Justice feels better about Eastern Panhandle, but National Guard plans continued support

Gov. Jim Justice expressed more confidence that the spread of coronavirus in the Eastern Panhandle is manageable, a day after dispatching the National Guard to help assess the situation.

But West Virginia’s adjutant general today also described ongoing steps meant to make sure the region remains stable.

“Everyone concluded at this time that things are OK. Things aren’t high alert and things are OK,” Justice said during a Friday briefing.

Justice said that was a conclusion reached by representatives of the National Guard, local elected leaders and health officials in the Eastern Panhandle.

“I’m really proud of what we did,” Justice said. “We kind of paused. We got numbers. Those numbers were alarming to our health professionals.”

During a briefing on Thursday, Justice said West Virginia’s daily coronavirus positive percentage had moved to 3.1 percent. That compared to 2.4 percent the prior day.

There was a surge of testing availability in the area just last weekend when free testing was made available to anyone over two days.

Berkeley County now has the most confirmed cases in the state, with 253. Jefferson is fourth with 136.

Speaking on Thursday, Justice had alluded to the possibility of having to issue an order for residents to wear masks to slow the spread of coronavirus.

But today, the governor said that would not be necessary.

“We’re not going to make it mandatory at this time as we move forward,” Justice said. “But I would highly encourage everyone to wear their masks when they go in buildings outside their home.”

Maj. Gen. James Hoyer

Adjutant General James Hoyer said the National Guard did work with local health officials to establish a multi-pronged cooperation effort.

He said that would include broader testing support, more data collection and epidemiology support for local health departments, more support for outreach, education and sanitzation, plus additional cloth face coverings being made available for distribution in the area.

Clay Marsh

Coronavirus response coordinator Clay Marsh said the Eastern Panhandle situation represents the first test of the state’s rapid response effort.

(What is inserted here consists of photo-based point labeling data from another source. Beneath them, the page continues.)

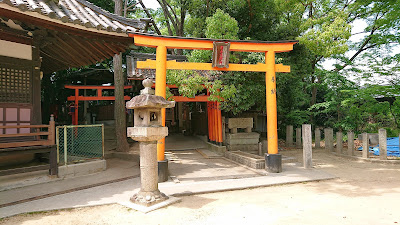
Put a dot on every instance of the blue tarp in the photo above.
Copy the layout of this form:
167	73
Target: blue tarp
392	147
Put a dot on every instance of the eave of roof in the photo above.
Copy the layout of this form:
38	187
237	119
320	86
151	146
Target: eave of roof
77	13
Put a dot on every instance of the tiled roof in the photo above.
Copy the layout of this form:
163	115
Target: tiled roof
80	12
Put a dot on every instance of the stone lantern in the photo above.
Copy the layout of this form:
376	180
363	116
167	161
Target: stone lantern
147	130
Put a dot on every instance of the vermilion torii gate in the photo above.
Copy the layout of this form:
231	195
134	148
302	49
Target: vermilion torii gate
162	43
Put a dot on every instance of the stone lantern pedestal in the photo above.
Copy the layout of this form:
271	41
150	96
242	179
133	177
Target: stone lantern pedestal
147	130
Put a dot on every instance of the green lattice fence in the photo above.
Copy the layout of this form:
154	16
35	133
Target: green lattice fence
82	143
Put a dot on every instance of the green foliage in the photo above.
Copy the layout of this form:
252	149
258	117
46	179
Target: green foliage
221	26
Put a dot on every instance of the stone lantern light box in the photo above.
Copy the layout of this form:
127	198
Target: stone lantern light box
147	115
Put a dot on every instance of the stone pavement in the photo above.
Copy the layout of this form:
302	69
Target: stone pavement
192	171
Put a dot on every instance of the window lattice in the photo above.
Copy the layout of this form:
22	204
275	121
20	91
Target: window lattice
15	85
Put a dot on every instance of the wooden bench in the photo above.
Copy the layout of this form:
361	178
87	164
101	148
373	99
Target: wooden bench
34	141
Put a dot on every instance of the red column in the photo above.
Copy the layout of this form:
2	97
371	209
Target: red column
216	121
209	120
219	124
76	106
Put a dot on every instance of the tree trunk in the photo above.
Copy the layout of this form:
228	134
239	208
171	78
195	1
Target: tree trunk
119	106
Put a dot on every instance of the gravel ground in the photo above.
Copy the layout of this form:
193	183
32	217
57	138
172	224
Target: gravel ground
364	193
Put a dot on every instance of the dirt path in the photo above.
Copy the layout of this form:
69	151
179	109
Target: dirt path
365	193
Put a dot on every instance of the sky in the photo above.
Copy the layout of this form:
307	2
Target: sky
358	26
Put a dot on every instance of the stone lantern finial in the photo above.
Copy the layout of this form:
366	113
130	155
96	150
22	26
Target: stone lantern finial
147	83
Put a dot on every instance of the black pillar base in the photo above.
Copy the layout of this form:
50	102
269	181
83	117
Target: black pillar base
163	171
273	163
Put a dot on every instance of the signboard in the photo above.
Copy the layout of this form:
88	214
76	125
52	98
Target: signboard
221	54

“Ultimately, we will continue to try to learn from every experience we have,” Marsh said.

Speaking earlier today on MetroNews’ “Talkline,” Marsh said this is a complicated new phase of dealing with the coronavirus.

As opposed to closing down much of society, people are now trying to remain cautious while returning to activities.

That will mean better testing, more contact tracing to reach out to those who have been in contact with those who have the virus and more outreach, he said.

“The truth is, we’re all learning together,” Marsh said.

Marsh said it is vital for problems to be identified quickly.

“If you get even a local surge, it represents even a two week period of time and it takes a two week period of time to come out from under it,” he said.

“We don’t want this to become a surge and suffer the consequences that could happen.”

Bill Kearns

Bill Kearns, the director of the Berkeley-Morgan counties health board, said “things are going well” when he appeared on “Talkline” today.

“I don’t think we’re going to get a serious spike,” Kearns said.

Kearns said two days of testing last weekend in the Eastern Panhandle provided useful information.

“We’re looking at doing more broadened testing throughout the area,” he said. “We just want to get an idea of what are the additional numbers.”